1. You are a terrible liar and 2. the cost for a CPU design like an i7 is much larger again. So if you don’t like learning stuff and do not have the courage to admit you don’t know something you probably are lurking on the wrong website. The problem that is being solved is not on one that the majority of end users need to solve so there is not going to be any cheap commodity solution to it ever, well other than what you get if you wait ten years for of the shelf CPUs to get faster, but by then the problem dataset may have grown too.
Can you cut back on the attitude? You could say what you’ve said in a constructive and friendly manner, and we’d learn the same things, except [msat] who would learn more because they wouldn’t feel like they are being talked down to. You would come across as intelligent and helpful and people would want to listen to everything you have to say. Instead, you keep attacking people as if their very act of asking something is an affront to your person-hood. It makes you look like a teenager who is unsure of their ability and wants prove them self at every turn (I was one of those once, so I know of what I speak). Chill, and we’ll all respect you more.

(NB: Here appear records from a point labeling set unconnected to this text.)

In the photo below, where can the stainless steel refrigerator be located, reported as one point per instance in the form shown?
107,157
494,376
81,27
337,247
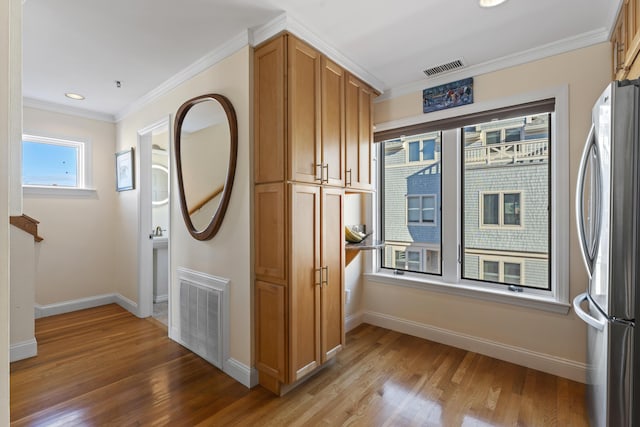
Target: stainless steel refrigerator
608,220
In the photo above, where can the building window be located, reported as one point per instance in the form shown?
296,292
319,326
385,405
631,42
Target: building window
54,163
500,209
432,261
421,209
501,271
487,170
422,149
407,259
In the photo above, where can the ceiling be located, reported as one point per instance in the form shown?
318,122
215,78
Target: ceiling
85,46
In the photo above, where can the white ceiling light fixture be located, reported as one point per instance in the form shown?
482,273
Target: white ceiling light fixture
490,3
75,96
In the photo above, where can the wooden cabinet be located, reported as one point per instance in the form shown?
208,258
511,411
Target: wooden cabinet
359,134
299,321
299,164
625,41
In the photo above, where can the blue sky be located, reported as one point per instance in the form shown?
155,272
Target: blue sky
49,164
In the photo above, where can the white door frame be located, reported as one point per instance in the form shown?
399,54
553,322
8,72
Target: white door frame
145,224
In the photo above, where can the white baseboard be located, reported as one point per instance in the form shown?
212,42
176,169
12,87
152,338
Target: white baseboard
126,303
570,369
23,350
83,303
161,298
353,321
240,372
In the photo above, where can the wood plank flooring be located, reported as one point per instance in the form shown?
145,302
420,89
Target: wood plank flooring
104,366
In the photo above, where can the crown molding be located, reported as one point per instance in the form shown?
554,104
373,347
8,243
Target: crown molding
207,61
285,22
65,109
614,19
544,51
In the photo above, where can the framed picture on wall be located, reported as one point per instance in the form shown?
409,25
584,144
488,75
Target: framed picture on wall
124,170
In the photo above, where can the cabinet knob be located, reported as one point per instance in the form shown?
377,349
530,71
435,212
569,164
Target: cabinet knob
321,178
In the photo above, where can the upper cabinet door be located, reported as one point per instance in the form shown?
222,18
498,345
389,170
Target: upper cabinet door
359,134
332,85
269,113
305,160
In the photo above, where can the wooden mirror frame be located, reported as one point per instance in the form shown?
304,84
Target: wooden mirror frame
216,220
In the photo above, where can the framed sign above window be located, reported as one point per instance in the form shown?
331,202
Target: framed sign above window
448,95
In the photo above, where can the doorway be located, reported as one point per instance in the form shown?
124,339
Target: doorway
154,146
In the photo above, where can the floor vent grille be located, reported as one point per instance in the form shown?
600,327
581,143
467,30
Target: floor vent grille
444,68
203,307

I don’t want your respect, I don’t need it, my words are either true of false and in the case of that particular individual they are spot on. I suggest that you examine their history for the explanation, then you will see that your words are not entirely true, therefore they are of far less value than you imagine.
+1 on the InfoJoule – Go meme go!!!
On the surface, this reminds me a bit of audio fingerprinting. The details of either are deep black magic to me though.
That’s at least the second time I’ve read that in the comments. (Was it you the other time?)
If I hear that one more time, I’m gonna write up Shazam for you.
Wasn’t me, at least not within the last few months.
I do use audio fingerprinting in my personalized media system, through command line interface to “fpcalc.exe” from MusicBrainz, to generate an AcoustID. Just for local duplicate detection right now, not yet any online look-ups or actual identification. There’s a good tutorial on comparing AcoustIDs to each other, so that much was easy. No clue how fingerprints are generated in the first place.
xenon are a form of headlights. Xeon are the Intel trademark used on the Phi chips.